Government agencies such as the Korean Asset Management Co. in Korea or the Financial Sector Restructuring Authority in Thailand got off to a great start by gathering the NPLs from failed financial institutions in their countries and offering them to foreign investors at market-clearing prices.
However, some borrowers and banks demanded higher prices, which investors refused to pay. This impasse led to the formation of asset management companies (AMCs) to take the bad loans from banks and "warehouse" them for future resolution through disposal, restructuring, joint ventures or securitization.
We considered all loans, other than normal loans, as NPLs in our computation. This included "impaired loans." An "impaired loan" is one in which the lender must assess the borrower's ability to repay the loan when it comes due. If the loan cannot be refinanced, then the lender must look to the borrower's balance sheet to determine if the borrower has sufficient liquid assets to repay the loan. If the borrower's assets are all tied- up in the business, and the borrower has insufficient resources to repay the loan in full when it becomes due, the loan is impaired.

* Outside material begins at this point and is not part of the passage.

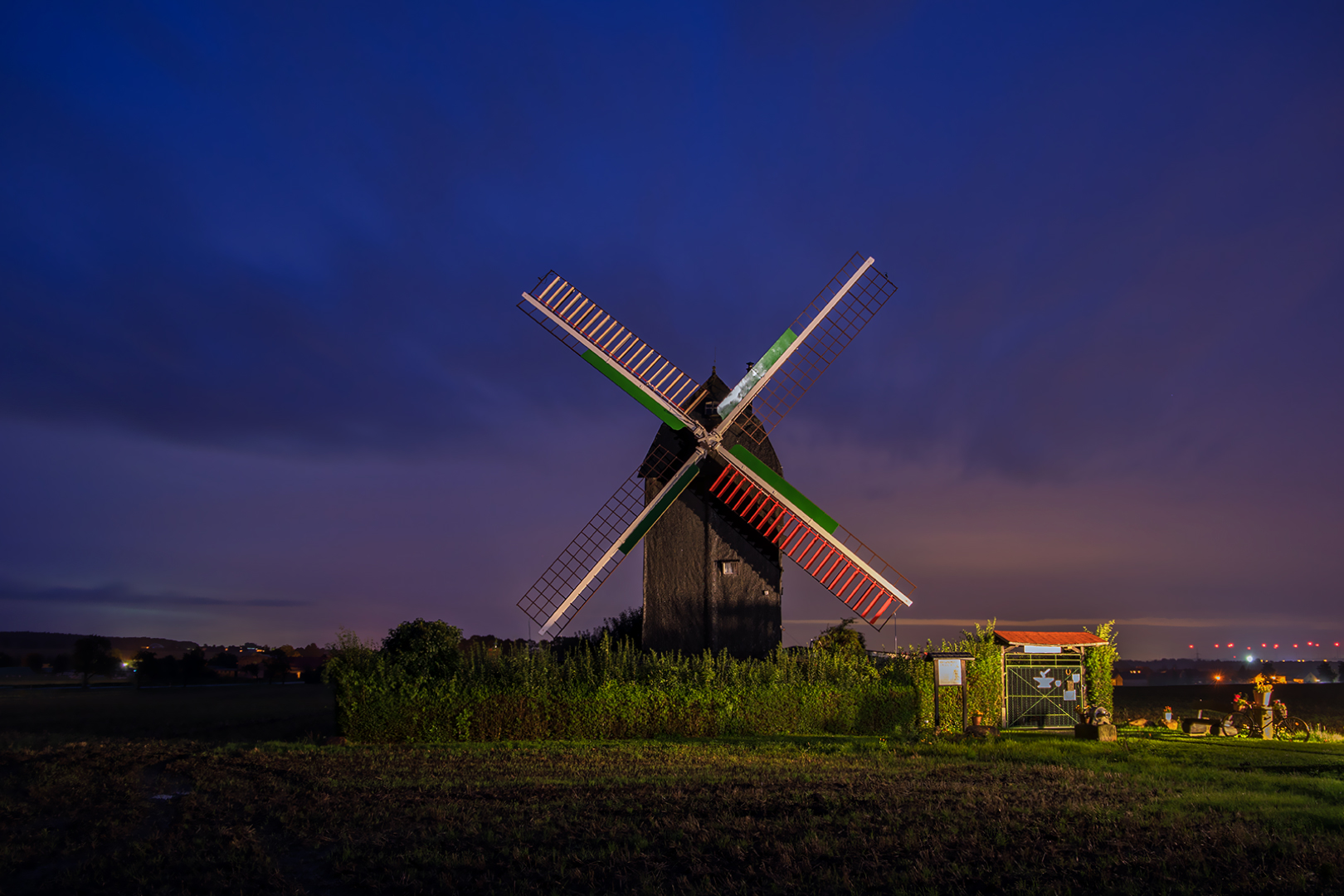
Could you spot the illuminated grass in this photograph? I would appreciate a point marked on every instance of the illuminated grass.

This requires banks and regulators to classify it according to loan classification standards in each country and to set aside appropriate loan loss reserves. However, the process of identifying "impaired loans" is extremely complex, time-consuming and requires the financial institution and bank regulators to make a series of complex judgments about the borrowers business prospects, estimates of cash flow, valuation of the market value of collateral, assess the strength of the guarantor (if there is one) and weigh many interrelated facts to arrive at an appropriate loan classification and loan loss reserve.
Unfortunately in Asia, there are few people within the banks and government agencies with the experience and expertise to assess and evaluate all of these complex factors. Furthermore, banks are often skeptical that troubled borrowers are providing them with reliable information on which to make these judgments.

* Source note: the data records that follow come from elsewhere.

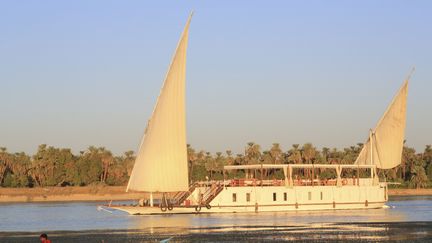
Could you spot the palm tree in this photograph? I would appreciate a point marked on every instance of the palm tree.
(418, 176)
(192, 158)
(295, 155)
(276, 154)
(252, 153)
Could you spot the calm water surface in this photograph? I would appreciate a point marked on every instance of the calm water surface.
(77, 216)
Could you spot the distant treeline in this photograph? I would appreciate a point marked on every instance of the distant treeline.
(52, 166)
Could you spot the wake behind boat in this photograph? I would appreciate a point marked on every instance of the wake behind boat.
(161, 166)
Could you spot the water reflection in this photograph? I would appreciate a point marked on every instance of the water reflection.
(84, 216)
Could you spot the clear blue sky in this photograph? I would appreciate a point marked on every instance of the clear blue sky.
(80, 73)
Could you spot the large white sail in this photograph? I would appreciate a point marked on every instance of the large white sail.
(385, 143)
(161, 163)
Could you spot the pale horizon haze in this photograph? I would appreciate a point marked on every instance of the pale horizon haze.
(81, 73)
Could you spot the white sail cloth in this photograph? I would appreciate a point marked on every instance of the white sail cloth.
(385, 149)
(161, 163)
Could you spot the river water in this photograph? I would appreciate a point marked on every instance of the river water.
(84, 216)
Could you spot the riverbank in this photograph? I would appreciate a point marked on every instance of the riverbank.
(410, 192)
(115, 193)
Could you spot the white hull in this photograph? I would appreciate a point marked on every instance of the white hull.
(261, 199)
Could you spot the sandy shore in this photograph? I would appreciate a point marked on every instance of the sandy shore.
(107, 193)
(410, 192)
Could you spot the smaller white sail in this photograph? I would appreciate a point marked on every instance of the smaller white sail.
(385, 143)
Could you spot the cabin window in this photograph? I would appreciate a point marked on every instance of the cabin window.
(247, 197)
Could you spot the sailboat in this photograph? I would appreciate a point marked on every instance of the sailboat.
(161, 166)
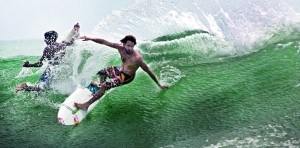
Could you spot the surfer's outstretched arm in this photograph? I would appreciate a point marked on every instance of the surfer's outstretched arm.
(102, 41)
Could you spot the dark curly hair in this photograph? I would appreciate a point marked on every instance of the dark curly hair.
(51, 36)
(128, 38)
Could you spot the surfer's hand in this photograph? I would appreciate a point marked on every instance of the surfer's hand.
(163, 86)
(26, 64)
(85, 38)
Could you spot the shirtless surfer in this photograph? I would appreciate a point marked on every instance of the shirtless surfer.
(119, 75)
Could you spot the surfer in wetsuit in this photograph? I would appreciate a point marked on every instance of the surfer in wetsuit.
(53, 52)
(119, 75)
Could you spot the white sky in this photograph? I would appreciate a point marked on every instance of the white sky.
(30, 19)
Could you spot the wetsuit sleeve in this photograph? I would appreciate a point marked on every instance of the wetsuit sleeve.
(39, 63)
(66, 43)
(69, 43)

We went to great lengths to accurately assess the real estimate of NPLs in the financial markets in Asia by applying our own assessment of international best practices comprised from several international agency regulations, including International Accounting Standards, BIS, Basle and others, for loan assessment.

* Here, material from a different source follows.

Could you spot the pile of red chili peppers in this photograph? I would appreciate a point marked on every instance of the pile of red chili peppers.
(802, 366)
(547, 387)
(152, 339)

Resolving Asia's NPL problem will require more diligent efforts by governments and financial institutions. It is the role of government to safeguard the financial system. If that means additional capital injections in the banking system, so be it. If it means changes in bank management, then such action is long overdue. Furthermore, banking regulators and accounting firms will have to be more diligent to ensure that bank financial statements identify the extent of nonperforming loans and that appropriate loan provisioning has been recorded.
Instead of focusing on our estimates, I suggest that governments, central banks and financial institutions focus on the problem itself. Whether NPLs are nearly 30 percent of GDP or 15 percent, they constitute a serious issue that has not been adequately addressed. But the region's central banks may not be able to address it on their own. We believe it would be appropriate role for the World Bank, Asian Development Bank and the IMF to provide logistical, technical and financial support to reform-minded governments who are committed to resolving this longstanding problem and returning Asia to the growth and prosperity. The future of Asia and the global economy depends on it.